# Get difference of two regular literature texts (not source code), with markup on changes

How to get difference text of two ebooks converted to plain text? They are both the same book but different editions, so much of text is exactly the same to within hyphenation and punctuation changes.

I have read previous edition so I would like now only skim over changes of new edition, and not reread the whole new edition.
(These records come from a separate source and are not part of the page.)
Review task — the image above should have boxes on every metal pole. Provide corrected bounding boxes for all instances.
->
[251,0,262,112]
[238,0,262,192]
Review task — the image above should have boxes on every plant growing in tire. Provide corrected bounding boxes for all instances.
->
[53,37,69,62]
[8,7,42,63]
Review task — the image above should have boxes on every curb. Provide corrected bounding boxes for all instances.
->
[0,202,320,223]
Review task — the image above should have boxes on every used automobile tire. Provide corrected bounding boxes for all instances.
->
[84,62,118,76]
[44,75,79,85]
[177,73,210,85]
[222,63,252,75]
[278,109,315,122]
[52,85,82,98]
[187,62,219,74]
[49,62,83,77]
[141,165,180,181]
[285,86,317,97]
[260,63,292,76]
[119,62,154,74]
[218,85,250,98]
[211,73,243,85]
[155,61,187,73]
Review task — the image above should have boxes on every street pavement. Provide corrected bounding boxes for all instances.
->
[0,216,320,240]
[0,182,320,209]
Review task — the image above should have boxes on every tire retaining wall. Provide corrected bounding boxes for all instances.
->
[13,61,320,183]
And this could be helpful not only for one book but for many!

Things I found, but they do not solve the task:

• 'diff' utility and diff-type GUI utilities are supposed for use with software source codes, since their unit of comparison is a single line of text, which is not the case for text in natural language, which flows naturally not limited by lines,
• 'wdiff' and 'dwdiff' utilities are supposed for use with ordinary text, not source codes, since they perform comparison by 'words' considered as a result of text splitting by some specific delimiters. But in practice due to some unknown reason they both fail to find any similarities in identical parts of books, like same sentences, even entire same chapters
• anti-plagiarism software simply doesn't allow such functionality, they are big complex specialized software, working interactive, without ability to batch produce the "diff of natural text" output

Any local operating system or remote online service will do.

• For which operating system? – unor Mar 25 '18 at 13:50
• No limits on that, any local operating system or remote online service will do – Mna Mar 25 '18 at 14:15
• Did you try WinMerge? If you want the matches not the similarities it does the job. – onurcano Mar 25 '18 at 20:03
• Yes, WinMerge JP and all in the list of diff alternatives are for line-oriented source code-type file comparison – Mna Mar 26 '18 at 1:55

Assuming you can use a console program for this, I'd suggestvimdiff. it's a tool packaged with the Vim editor that takes two files as input, and presents them side-by-side with synchronized scrolling and special highlighting to mark which lines are different and what has actually changed on a line. It's smart enough to handle blocks of text moving (but not necessarily complex reorderings of text), and will also automatically fold (hide) sections of the two files that are identical.
Also, slight side note, but diff is not 'only for software source code'. It simply has difficulties handling naturally flowed text (like you will find in most ebooks, even if converted to plain text) because it's line oriented, not word oriented.